Note that if the Nebraska Supreme Court found that the prosecutor was a member of group (1), an absurd result, where the prosecutor saw it and the Defendant could not, was bound to happen. After all, if the prosecutor doesn't have to ask before viewing this "privileged" document and the defendant does, all it takes is for one judge to say no before a situation arises in which the prosecutor and the probation officer have access to a document that the Defendant doesn't, prior to sentencing.

The opinion was released today and that's exactly how the court ruled:

In order to facilitate full adversary testing of issues relevant to sentencing, it is necessary for the prosecutor to have access to information in the psI in order to evaluate factors relevant to
sentencing and make informed arguments to the court regarding the proper sentence. For these reasons, we conclude that prosecutors are among the “others entitled by law to receive” the information in a psI under § 29-2261(6). We conclude as a matter of law that because prosecutors
are “entitled by law to receive” the information in the psI, it is not necessary under § 29-2261(6) for a court to determine whether it is in the best interest of the defendant before allowing the prosecutor access to the psI. We therefore conclude that the county court did not err in overruling albers’
motion to preclude review of the psI by the prosecuting authority and that the district court did not err in affirming such decision.

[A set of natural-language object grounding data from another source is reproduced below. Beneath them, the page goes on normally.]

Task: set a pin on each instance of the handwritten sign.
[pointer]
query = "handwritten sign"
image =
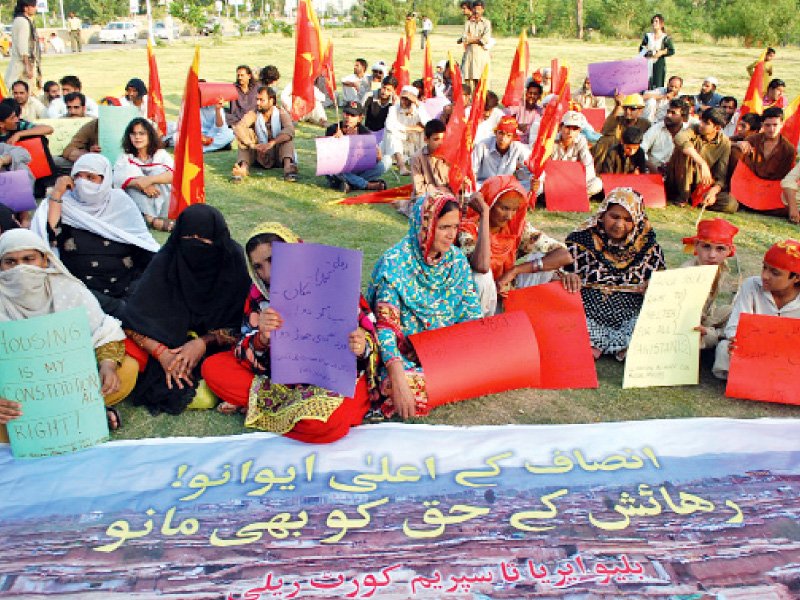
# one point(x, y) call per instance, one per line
point(474, 358)
point(619, 77)
point(565, 186)
point(559, 323)
point(315, 289)
point(754, 192)
point(595, 116)
point(211, 92)
point(649, 185)
point(766, 363)
point(665, 348)
point(16, 190)
point(63, 132)
point(111, 127)
point(48, 365)
point(346, 154)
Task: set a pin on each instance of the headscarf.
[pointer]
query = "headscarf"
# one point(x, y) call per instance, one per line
point(190, 285)
point(504, 242)
point(27, 291)
point(98, 208)
point(620, 255)
point(423, 283)
point(138, 85)
point(286, 234)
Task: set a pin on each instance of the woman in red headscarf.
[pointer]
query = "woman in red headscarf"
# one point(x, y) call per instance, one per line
point(504, 249)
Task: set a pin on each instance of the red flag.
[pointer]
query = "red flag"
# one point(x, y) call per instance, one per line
point(307, 60)
point(155, 99)
point(400, 66)
point(752, 99)
point(456, 131)
point(548, 127)
point(327, 71)
point(515, 88)
point(188, 186)
point(791, 126)
point(427, 72)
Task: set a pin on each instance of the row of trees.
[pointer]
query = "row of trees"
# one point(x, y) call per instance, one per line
point(757, 22)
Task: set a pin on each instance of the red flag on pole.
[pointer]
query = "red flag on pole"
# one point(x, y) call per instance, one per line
point(427, 72)
point(791, 126)
point(188, 186)
point(753, 101)
point(515, 88)
point(155, 99)
point(400, 66)
point(307, 60)
point(327, 71)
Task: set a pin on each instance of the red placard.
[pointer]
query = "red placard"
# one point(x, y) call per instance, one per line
point(559, 323)
point(754, 192)
point(595, 116)
point(480, 357)
point(565, 186)
point(41, 162)
point(211, 93)
point(766, 363)
point(650, 186)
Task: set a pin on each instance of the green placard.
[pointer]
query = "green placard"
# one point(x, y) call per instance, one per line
point(48, 365)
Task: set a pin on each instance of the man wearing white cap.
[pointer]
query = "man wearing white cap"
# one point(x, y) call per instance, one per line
point(708, 97)
point(571, 145)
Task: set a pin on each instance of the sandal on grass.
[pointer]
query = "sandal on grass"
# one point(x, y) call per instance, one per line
point(160, 223)
point(114, 420)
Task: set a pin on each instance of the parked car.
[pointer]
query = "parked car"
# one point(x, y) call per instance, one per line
point(213, 25)
point(161, 32)
point(119, 32)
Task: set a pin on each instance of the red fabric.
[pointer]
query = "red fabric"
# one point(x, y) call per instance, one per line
point(188, 186)
point(132, 350)
point(515, 88)
point(155, 99)
point(230, 380)
point(504, 243)
point(307, 60)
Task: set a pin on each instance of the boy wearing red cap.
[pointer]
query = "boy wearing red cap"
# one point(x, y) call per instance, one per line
point(776, 293)
point(713, 245)
point(500, 155)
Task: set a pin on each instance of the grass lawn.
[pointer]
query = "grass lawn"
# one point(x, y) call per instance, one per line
point(305, 207)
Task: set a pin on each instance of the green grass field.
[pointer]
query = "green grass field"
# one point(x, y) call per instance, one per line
point(305, 207)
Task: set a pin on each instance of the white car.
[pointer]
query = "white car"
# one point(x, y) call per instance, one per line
point(119, 32)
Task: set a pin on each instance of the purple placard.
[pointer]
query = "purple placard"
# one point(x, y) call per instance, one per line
point(315, 289)
point(16, 190)
point(434, 106)
point(346, 154)
point(621, 76)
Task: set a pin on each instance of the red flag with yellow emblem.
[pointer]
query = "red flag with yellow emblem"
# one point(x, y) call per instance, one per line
point(400, 66)
point(155, 99)
point(188, 185)
point(548, 127)
point(515, 88)
point(307, 60)
point(753, 101)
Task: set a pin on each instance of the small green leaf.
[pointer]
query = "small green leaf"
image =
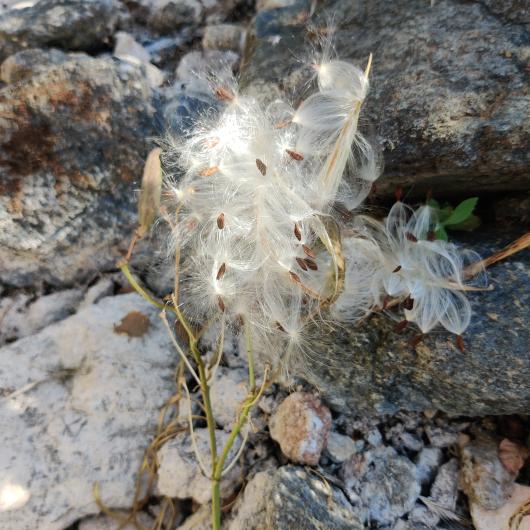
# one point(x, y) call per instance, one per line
point(462, 211)
point(471, 223)
point(440, 233)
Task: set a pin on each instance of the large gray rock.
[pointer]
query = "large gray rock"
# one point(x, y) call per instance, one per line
point(69, 24)
point(73, 140)
point(374, 369)
point(79, 404)
point(289, 498)
point(449, 97)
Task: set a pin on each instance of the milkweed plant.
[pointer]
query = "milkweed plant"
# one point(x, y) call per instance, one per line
point(253, 195)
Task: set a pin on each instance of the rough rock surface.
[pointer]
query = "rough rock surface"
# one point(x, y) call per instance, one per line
point(19, 317)
point(483, 478)
point(79, 404)
point(289, 498)
point(69, 24)
point(449, 99)
point(374, 369)
point(72, 144)
point(301, 425)
point(382, 484)
point(179, 474)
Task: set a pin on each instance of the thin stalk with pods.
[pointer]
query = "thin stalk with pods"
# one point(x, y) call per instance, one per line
point(251, 195)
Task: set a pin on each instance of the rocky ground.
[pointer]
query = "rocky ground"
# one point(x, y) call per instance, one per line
point(386, 436)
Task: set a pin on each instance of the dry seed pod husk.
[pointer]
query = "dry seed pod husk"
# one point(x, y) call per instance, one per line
point(149, 201)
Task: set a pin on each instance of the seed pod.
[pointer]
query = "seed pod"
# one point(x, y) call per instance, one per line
point(149, 201)
point(400, 326)
point(209, 171)
point(221, 271)
point(261, 166)
point(311, 264)
point(297, 232)
point(301, 262)
point(224, 94)
point(295, 155)
point(308, 251)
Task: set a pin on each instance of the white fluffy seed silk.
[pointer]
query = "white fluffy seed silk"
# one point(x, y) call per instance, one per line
point(251, 194)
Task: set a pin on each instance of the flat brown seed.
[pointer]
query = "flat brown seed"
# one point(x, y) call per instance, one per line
point(301, 262)
point(224, 94)
point(308, 251)
point(311, 264)
point(295, 155)
point(417, 339)
point(297, 232)
point(221, 271)
point(209, 171)
point(261, 166)
point(408, 303)
point(294, 277)
point(221, 304)
point(400, 326)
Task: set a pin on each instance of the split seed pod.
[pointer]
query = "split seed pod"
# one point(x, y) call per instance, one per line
point(149, 201)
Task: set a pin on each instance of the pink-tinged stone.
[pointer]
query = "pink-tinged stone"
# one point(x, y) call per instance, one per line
point(301, 425)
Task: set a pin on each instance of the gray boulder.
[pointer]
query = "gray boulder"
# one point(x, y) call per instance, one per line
point(449, 96)
point(74, 136)
point(375, 370)
point(68, 24)
point(291, 497)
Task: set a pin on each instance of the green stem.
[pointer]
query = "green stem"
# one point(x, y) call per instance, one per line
point(136, 286)
point(250, 356)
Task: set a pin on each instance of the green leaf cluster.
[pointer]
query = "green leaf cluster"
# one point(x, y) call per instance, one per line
point(460, 217)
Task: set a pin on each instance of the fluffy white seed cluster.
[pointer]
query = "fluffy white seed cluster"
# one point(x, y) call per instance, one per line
point(253, 217)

However, compare the Court's reasoning below with the statute above:

[S]entencing is a critical stage of a criminal proceeding, Mempa v. Rhay, 389 U.s. 128, 88 s. Ct. 254, 19 L. ed. 2d 336 (1967), and the information in a psI is relevant to sentencing. In order to facilitate full adversary testing of issues relevant to sentencing, it is necessary for the prosecutor to have access to information in the psI in order to evaluate factors relevant to sentencing and make informed arguments to the court regarding the proper sentence.


If sentencing is a "critical stage" and "full adversar[ial] testing of issues relevant to sentencing, it is necessary for the prosecutor to have access to information in the PSI... to evaluate factors relevant to sentencing and make informed arguments... regarding the proper sentence" then how can the statute at issue not violate due process since it requires the Defendant to ask the judge to view this document but entitles the prosecutor automatic access "as a matter of law?"

It's not surprising that a Court would exalt a prosecutor- that's the age we live in- but in exalting him in this way, didn't the Nebraska Supreme Court create a scheme that violates Due Process? All it takes is for one judge to say no to a Defendant and the prosecutor will see what the accused cannot.

If "it is necessary for the prosecutor to have access to information in the PSI" but also necessary for the Defendant to ask the Court before doing so, and likely that a court will soon say no, how is Due Process not violated by this interpretation?

Will someone help us appeal this issue to the U.S. Supreme Court, to avoid this absurd result?

1 comment:

Anonymous said...

Hello Mr. Tarrell,

I enjoy your website and writings. I have a brother who has sentencing on Tuesday the 7th of July and much to our frustrations his court-appointed lawyer hasn't taken him seriously, the fact that he's innocent, and has a medical condition which led him to be in this situation. Our most current issue with his lawyer is the fact that the lawyer is telling him he's not allowed to see the PSI before the judge sentences him.I don't understand this since there may be something incorrect or even bogus in the report considering things seem to be wrigged against him from the beginning. Unfortunately we weren't aware of you and your passion for "criminals" (guilty or not) and wish we'd had some way to have you represent him rather then the prosecut....uh..."criminal defense" lawyer he was appointed.

I would greatly appreciate your advice as to the accuracy of this PSI matter as soon as possible since he will be in court Tuesday.